Bewirtschaftungsbetreuung ist die praktische Betreuung des Gesamtobjektes vor Ort. Sie ist nicht auf eine Verwaltungstätigkeit, also auf rechtsgeschäftliche und administrative Handlungen, wie die Vermietung von Wohnung, die Erstellung von Nebenkostenabrechnungen und die Beauftragung von Dritten (Handwerkern, Reinigungskräften usw.) begrenzt, a.A. FG Berlin-Brandenburg vom 07.07.2020 – 8 K 8320/17, EFG 2020, 1629. Das ergibt sich schon aus dem Wortlaut der Norm, der auf die Betreuung und nicht auf die Verwaltung der Wohnungsbauten abzielt ist. Aber auch der Zweck der Regelung, die Schaffung von Wohnraum und die Eigentumsbildung breiter Bevölkerungsschichten zu fördern, lässt eine solche Begrenzung nicht erkennen, BFH vom 15.04.2021 – IV R 32/18, BStBl. 2021 II 624. Eine Bewirtschaftungsbetreuung liegt mithin nicht nur vor, wenn die Verwaltung der Immobilie erfolgt, sondern wird auch durch eine Person ausgeübt, die vor Ort die Hauptverantwortung in dem Sinne trägt, dass sie sich um das Objekt kümmert und in Abwesenheit der Person, die Eigentümerin der Immobilie ist, sowie der Person, die die Verwaltung vertritt, die Hauptverantwortung für das Objekt trägt und als Hauptansprechpartner dient.

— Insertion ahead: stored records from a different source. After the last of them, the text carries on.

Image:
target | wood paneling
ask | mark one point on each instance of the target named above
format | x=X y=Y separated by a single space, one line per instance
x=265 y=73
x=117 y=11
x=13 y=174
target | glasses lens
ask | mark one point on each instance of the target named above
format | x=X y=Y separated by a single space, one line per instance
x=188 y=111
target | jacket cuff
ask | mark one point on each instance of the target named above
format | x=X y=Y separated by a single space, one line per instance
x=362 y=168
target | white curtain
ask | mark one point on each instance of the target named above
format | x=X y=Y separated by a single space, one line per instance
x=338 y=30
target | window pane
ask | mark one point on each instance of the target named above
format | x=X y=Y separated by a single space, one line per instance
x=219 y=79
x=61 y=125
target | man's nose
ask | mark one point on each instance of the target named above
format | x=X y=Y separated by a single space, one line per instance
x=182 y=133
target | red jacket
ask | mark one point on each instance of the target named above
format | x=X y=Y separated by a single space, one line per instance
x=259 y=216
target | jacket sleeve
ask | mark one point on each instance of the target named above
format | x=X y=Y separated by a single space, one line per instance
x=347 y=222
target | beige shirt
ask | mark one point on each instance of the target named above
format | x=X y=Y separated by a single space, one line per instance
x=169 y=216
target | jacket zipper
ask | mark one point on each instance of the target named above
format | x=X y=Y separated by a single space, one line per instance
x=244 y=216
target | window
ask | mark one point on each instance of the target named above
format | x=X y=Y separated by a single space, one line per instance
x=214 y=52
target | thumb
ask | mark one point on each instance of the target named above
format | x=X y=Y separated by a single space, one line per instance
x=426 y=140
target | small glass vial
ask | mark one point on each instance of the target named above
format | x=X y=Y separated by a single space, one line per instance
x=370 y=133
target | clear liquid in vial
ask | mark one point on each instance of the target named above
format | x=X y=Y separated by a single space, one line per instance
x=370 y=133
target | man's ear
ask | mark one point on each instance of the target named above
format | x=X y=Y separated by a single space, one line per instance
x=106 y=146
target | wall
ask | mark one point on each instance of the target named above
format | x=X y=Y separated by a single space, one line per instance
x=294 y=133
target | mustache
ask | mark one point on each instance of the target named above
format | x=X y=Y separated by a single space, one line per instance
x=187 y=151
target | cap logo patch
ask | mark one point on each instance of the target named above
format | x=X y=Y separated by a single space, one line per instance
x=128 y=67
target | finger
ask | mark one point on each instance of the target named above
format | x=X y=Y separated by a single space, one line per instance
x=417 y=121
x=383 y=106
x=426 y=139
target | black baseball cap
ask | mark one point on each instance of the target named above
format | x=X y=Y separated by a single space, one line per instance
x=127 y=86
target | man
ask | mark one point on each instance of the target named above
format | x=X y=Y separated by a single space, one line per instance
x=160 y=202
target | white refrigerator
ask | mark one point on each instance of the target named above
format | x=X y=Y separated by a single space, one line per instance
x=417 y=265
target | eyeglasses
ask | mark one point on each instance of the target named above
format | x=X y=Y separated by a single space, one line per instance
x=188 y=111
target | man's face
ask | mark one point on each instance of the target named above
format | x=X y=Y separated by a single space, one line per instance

Die Erbringung von entgeltlichen Reinigungsleistungen betreffend Gemeinschaftsflächen eines Gebäudes, das nicht im Eigentum der grundbesitzenden Gesellschaft steht, ist als gewerbliche Leistung kürzungsschädlich. Etwas Anderes kann sich ergeben, wenn die Reinigungsleistungen mietvertraglich bei Objekten geschuldet wird, die für eigene Verwaltungszwecke genutzt werden.